Dienstag, 22. April 2003

Giscards Plan zu EU-Reform löst breiten Protest aus

  • Machtkonzentration in Hand der Großen befürchtet
  • Scharfe Kritik der Kommission - Konsens im Konvent negiert

Der Präsident des EU-Verfassungskonvents, Valéry Giscard d'Estaing, hat mit seinen Plänen zur Reform der europäischen Institutionen lauten Protest geerntet. Mit scharfen Worten reagierten die EU-Kommission und Europa-Parlamentarier auf Giscards Vorschläge, die einen EU-Präsidenten und eine starke Rolle der nationalen Regierungen in der EU-Verfassung vorsehen.

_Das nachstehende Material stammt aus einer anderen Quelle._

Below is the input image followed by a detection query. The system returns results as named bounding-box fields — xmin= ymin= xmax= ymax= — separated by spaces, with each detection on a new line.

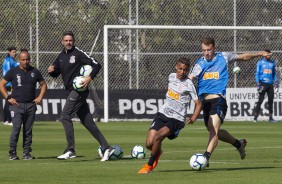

Die EU-Kommission wandte sich in ungewöhnlich scharfer Form gegen den Vorschlag Giscards, wonach ein ständiges Büro mit sieben Mitgliedern im Europäischen Rat die Tätigkeiten der Union überwachen soll. "Dies würde das gegenwärtige Kräftegleichgewicht zwischen den EU-Organen unterminieren", erklärte die Brüsseler Behörde nach einer ersten Beratung am Mittwoch.

Vorschläge "autistisch"
Giscards Vorschläge seien "autistisch" und gäben in keiner Weise die Beratungen im Konvent wieder, kritisierte der Europa-Abgeordnete Elmar Brok (CDU). "Diese Vorschläge sind nicht hinnehmbar", fügte der Vorsitzende der EVP-Konventsgruppe hinzu. Das grüne Konvents-Mitglied Johannes Voggenhuber rügte, der Plan missachte die Gewaltenteilung: "Was Giscard vorschlägt, ist eine autoritäre Verfassung für Europa mit Regierungsgesetzgebung und diktatorischen Befugnissen des Europäischen Rates zu Lasten der Kommission und des Parlaments."

Hauptamtlicher Präsident
Giscards Plan sieht unter anderem die Wahl eines hauptamtlichen Präsidenten für den Rat vor, in dem die Mitgliedstaaten ihre Interessen vertreten und Entscheidungen treffen. Zusammen mit einem Stellvertreter, einem EU-Außenminister, zwei amtierenden Regierungschefs und zwei Ministern aus den Mitgliedstaaten sollte dieser Ratspräsident nach Giscards Vorstellungen künftig die Geschicke der Gemeinschaft lenken.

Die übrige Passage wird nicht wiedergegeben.